Dear Carolyn: My closest and dearest friend has requested that I accompany her on a road trip to the big city. Sounded great until she confided that she is having an affair with a man in this city. Her husband doesn’t want her going alone, so she’s begging me to come along. On the one hand, I worry about her traveling alone to the city. I also respect her right to choose how to live and don’t want this to interfere with our friendship. But infidelity is a very personal, painful issue for me, not to mention I know her husband. What should I do? – Somewhere Out East
The “big city”? Drive straight backward, bear left at 1954?
Affairs are terrible, but until someone explains why Little Red Riding Hood can’t travel alone (or without spousal permission?), I’m going to suspect her affair is a desperate attempt to escape the bonds of low expectations. Still terrible, of course, but of a distinctly more forgivable kind.

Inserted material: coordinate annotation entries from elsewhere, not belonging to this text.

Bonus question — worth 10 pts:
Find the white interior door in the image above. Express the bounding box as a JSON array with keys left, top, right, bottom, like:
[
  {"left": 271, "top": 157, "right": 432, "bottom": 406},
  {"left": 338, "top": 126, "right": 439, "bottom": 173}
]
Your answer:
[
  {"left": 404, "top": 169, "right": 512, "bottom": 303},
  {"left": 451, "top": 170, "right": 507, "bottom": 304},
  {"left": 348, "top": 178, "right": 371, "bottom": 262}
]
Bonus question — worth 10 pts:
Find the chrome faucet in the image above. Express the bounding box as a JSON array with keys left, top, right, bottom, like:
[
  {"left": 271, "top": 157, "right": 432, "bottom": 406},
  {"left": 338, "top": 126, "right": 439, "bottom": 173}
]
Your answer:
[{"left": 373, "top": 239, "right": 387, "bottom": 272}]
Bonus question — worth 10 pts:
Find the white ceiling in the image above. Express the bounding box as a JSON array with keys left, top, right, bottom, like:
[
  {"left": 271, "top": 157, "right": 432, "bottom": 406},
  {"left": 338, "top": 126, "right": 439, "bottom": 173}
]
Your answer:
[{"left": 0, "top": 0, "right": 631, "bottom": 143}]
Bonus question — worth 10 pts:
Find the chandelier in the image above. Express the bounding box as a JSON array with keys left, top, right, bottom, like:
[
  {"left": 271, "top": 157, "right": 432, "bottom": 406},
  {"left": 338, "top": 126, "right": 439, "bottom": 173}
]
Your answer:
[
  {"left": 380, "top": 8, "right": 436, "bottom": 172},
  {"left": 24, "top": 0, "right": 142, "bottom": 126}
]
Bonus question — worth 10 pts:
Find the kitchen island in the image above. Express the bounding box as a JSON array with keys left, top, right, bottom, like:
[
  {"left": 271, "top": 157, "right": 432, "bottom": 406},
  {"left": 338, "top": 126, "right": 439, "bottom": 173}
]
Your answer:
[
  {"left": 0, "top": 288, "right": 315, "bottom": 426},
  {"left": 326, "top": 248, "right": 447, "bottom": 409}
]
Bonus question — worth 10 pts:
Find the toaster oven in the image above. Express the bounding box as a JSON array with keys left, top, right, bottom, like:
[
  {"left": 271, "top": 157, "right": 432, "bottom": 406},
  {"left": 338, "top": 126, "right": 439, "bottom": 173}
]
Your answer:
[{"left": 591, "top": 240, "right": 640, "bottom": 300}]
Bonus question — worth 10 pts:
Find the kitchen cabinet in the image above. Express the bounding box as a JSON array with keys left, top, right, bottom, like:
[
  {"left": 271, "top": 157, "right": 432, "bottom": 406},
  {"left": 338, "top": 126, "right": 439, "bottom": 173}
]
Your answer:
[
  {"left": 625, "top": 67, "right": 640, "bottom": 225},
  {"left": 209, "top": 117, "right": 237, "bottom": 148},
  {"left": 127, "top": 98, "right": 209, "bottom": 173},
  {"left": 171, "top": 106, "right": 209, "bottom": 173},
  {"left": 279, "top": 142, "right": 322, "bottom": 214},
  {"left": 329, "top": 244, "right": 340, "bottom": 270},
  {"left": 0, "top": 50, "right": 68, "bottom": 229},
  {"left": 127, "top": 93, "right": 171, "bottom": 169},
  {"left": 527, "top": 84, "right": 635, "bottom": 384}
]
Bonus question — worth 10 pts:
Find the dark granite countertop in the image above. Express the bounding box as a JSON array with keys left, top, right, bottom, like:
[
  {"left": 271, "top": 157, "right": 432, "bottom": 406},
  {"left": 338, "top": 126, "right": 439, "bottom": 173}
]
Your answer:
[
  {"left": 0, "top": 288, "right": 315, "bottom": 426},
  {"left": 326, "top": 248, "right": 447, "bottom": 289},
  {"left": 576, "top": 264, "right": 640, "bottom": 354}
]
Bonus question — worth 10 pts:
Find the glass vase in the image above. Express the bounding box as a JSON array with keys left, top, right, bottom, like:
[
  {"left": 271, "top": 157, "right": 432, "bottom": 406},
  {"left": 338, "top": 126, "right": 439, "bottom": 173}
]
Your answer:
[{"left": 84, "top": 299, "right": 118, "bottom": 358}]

Please tell her she’s your friend and you love her, and this is why you believe she’s gotta do what she’s gotta do (and if I’m right, carefully – 1-800-799-SAFE). But either she does it honorably or she’s gotta do it alone.
Hello: I’m a 16-year-old who reeeeally wants to get her eyebrow pierced. My dad is totally against it. I want to do it for three reasons: A) Self-expression. B) It’ll be a new experience. C) It’s something I really want. If you could give me some advice on how I could convince my dad, I would really appreciate it. – N.
A) Find an actual third reason.
B) To qualify as self-expression, the piercing has to be your way of saying something. Type that something out for dad, in 500 words, and include your research on any risks.
C) Ethiopian food, inline skating, learning sign language: three new-to-me experiences that won’t add holes to my face. Probably.
D) If the piercing is a brilliant idea, you’ll still want it one year from today. See if Dad will agree to that.